Today, we will examine how a few of these mechanisms can cause evolution (a change in
allele frequencies in a population).
Hardy-Weinberg Principle
The Hardy-Weinberg Principle is a mathematical statement (equation) that can be
used to predict allele and genotype frequencies in a population that is NOT evolving.

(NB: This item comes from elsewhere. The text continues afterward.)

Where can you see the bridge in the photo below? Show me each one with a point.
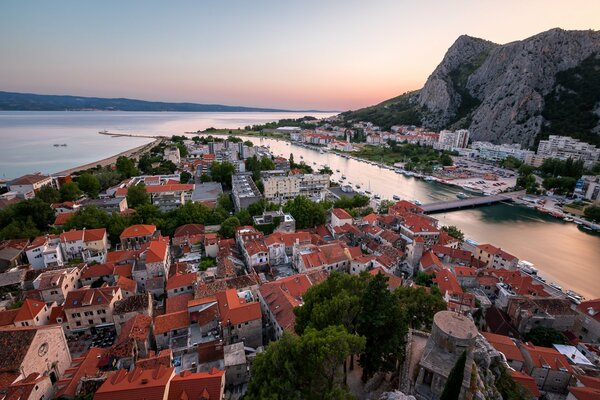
(471, 202)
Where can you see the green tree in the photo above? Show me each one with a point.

This equation is as follows:
Eqn. 1:
p2 + 2pq + q2 = 1
In this equation, p represents the allele frequency of one allele (usually the most
common allele) and q represents the allele frequency of the other allele. We will assume
that there are only two alleles for each gene, thus we get a second equation:
Eqn 2:
p+q=1
In equation 1, the term p2 represents the frequency of the homozygous genotype
for the p allele. The term 2pq represents the frequency of the heterozygous genotype, and
q2 represents the frequency of the other homozygous genotype.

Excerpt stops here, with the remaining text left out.